Şekil 1. 5. Örgü yapıda ilmek çubuğu (Milli Eğitim Bakanlığı Yayınları, 1993)
1.4.2. Farklı ilmek yapıları
1.4.2.1. Askı
Bir sırada örülen ilmeğin ikinci sırada örülmeden üçüncü sıradaki ilmek ayağı ile
yaptığı bağlantı sonucu oluşan iplik halkasına askı (nopen) denir. Daha önce
oluşturulmuş ilmek bu nedenle boyuna doğru uzarken, o ilmeğin yanındaki ilmekler
kısalır. Askıda iki üst bağlantı noktası vardır (Milli Eğitim Bakanlığı Yayınları,
1993).13
Şekil 1. 6. Örgü yapıda askı (Milli Eğitim Bakanlığı Yayınları, 1993)
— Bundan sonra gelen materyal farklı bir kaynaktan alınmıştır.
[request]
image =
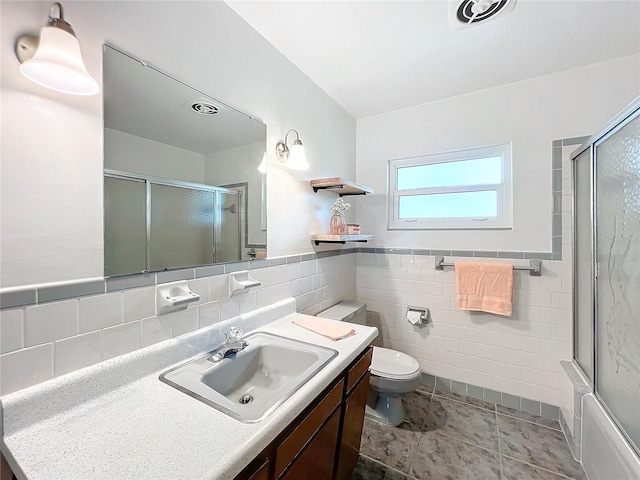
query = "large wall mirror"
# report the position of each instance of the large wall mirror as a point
(184, 174)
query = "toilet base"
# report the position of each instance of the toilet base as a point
(385, 409)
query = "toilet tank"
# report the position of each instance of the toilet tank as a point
(347, 311)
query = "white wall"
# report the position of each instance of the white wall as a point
(531, 114)
(123, 151)
(51, 178)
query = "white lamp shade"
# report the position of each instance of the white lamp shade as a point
(297, 159)
(58, 65)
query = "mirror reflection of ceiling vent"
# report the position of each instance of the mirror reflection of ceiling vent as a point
(204, 106)
(468, 13)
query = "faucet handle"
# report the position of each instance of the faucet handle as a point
(234, 335)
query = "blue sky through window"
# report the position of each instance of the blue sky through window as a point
(449, 205)
(477, 171)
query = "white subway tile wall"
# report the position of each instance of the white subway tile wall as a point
(42, 341)
(518, 355)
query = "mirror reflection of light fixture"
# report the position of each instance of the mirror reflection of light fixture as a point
(262, 168)
(294, 157)
(53, 59)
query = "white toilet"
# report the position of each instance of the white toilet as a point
(392, 372)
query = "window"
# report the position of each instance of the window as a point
(465, 189)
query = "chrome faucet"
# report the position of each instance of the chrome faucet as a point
(233, 344)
Askı tek bir iğne veya yan yana birkaç iğne üzerinde yapılabileceği gibi çift yataklı
makinelerde yataklardan birindeki tüm iğnelere de uygulanabilir. Bir iğnenin askı
oluşturmak için yaptığı hareketler şunlardır:
a) Askı yapacak iğne yeni ipliği alacak, ancak kancasındaki eski ilmek gövdesine
düşmeyecek kadar yükselir,
b) İğne geri çekilirken kancasına yeni iplik yatırılır,
c) Yeni bir sıra oluşturmak için iğne yükselirken kancasında hem eski ilmek hem de
yeni yatırılan iplik vardır,
d) İğne ilmek oluşturmak için yükseldiğinde kancasındaki her iki iplik gövdesine
düşer ve kancaya yeni iplik yatırılır,
e) Aşırtma yapılır ve yeni bir sıra oluşturulur.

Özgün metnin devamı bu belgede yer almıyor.